At the highest level, what do these APIs do? They:

Ingest audio,
Ingest related data,
Extract data,
Process data, and they
Expose data.

Simple enough.

Ingesting Audio

Both APIs ingest audio by either accepting a public URL from which the media can be pulled or by accepting the media via a POST command.

Ingesting Related Data

Both APIs allow users to associate metadata and free-form text with media. The OP3Nvoice API currently allows free-form text to be passed in a metadata block (although a size restriction applies). This is explicit. The Echo Next API doesn’t, but implicitly pulls files from across the Net that it believes are related to the media (songs).

The next two actions, extracting and processing data, are not part of the API. They belong to the service behind the API, but their output is reflected in the data that can ultimately be returned to the API’s client.

Extracting Data

The OP3Nvoice API extracts words. The Echo Nest API extracts loudness, pitch, and timbre.

Processing Data

Data processing is divided into two parts: organizing and interpreting.

Organizing

OP3Nvoice organizes the words it extracts by indexing them using timestamps. The Echo Nest API organizes loudness, pitch, and timbre triplets by rolling them up into tatums, beats, bars, and sections.

Interpreting

Today OP3Nvoice doesn’t interpret any of the data it extracts and organizes.

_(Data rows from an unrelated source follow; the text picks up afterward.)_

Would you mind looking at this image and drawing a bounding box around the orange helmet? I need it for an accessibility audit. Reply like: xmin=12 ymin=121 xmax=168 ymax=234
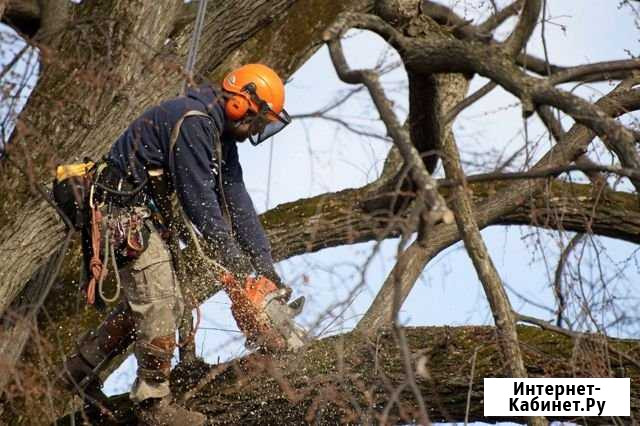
xmin=223 ymin=63 xmax=285 ymax=119
xmin=222 ymin=64 xmax=291 ymax=145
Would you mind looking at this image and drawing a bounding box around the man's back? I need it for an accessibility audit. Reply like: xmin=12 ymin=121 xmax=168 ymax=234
xmin=107 ymin=85 xmax=226 ymax=185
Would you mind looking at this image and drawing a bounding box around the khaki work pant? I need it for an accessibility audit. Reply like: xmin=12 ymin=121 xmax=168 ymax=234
xmin=120 ymin=228 xmax=185 ymax=402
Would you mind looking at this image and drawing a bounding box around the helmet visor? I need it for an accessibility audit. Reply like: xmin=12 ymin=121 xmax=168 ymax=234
xmin=248 ymin=108 xmax=291 ymax=146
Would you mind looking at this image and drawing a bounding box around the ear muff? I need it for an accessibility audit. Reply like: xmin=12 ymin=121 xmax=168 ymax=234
xmin=225 ymin=95 xmax=250 ymax=121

The Echo Nest interprets its raw data in very sophisticated ways.

It uses the organized data to derive key, mode, and tempo. It further interprets this data and produces energy and danceability. And finally it uses the texts retrieved from the Internet to assign mood and genre to artists and albums.

Exposing

And finally, all of the data extracted and interpreted is accessible via API calls.

I’d now like to take a step back and look at all of this data from a more theoretical perspective. Although there’s currently no overlap between the data the data OP3Nvoice and the Echo Nest extract and derive, there will be as they evolve and become more sophisticated.

Extracted Data

Today, OP3Nvoice extracts and gives its users access to words. Oddly, none of the music APIs do, because words (lyrics) have traditionally been extracted by hand by human transcriptionists. There is no question that music APIs should treat words same way that speech APIs do.

Emotions can be derived from the way people speak or sing, independently from the words they use. This research is emergent and it’s very clear that future speech and music APIs will give their users access to this kind of emotional content.

Media files contain events, such as a change in location, which may be perceived by a change in acoustics. Events may be derived from the media itself, or manually associated with a time in the audio file. SoundCoud’s API allows clients to inject comments into the audio timeline. These comments, for example, are events.

This table summarized the current state of extracted data:

	Speech	Music
Words	x	x
Emotions	x	x
Events	x	x
Identity	x	x
Loudness	x	x
Pitch	x	x
Timbre	x	x

Derived Data

Emotions, or sentiment, can be derived from words spoken or sung using relatively well understood NLP techniques. No API I’ve run across attempts to do this, but I expect that to change soon.

Topics and summaries are also derivable from transcripts. Today, VoiceBase, for example, extracts topics from speech files.

And of course, attributes like energy, mood, and genre, which are currently only extracted by the Echo Nest, could certainly be extracted by speech APIs.

This table summarized the current state of derived data:

	Speech	Music
Emotions / Sentiment	x	x
Topics / Summaries	x	x
Key / Mode / Tempo	n/a	x
Energy	x	x
Danceability	n/a	x
Mood	x	x
Genre	x	x

As we’ve just seen, today’s speech and music APIs are used for different reasons and therefore expose different aspects of the media they process. We’ve also seen that there’s a large amount of overlap in this data. There’s no reason that speech APIs shouldn’t expose a lot of the same data as their music counterparts, and vice-versa. And at some point it may well make sense to unify music and speech APIs. After all they’re both giving the world access to the same thing: the content of organized noise.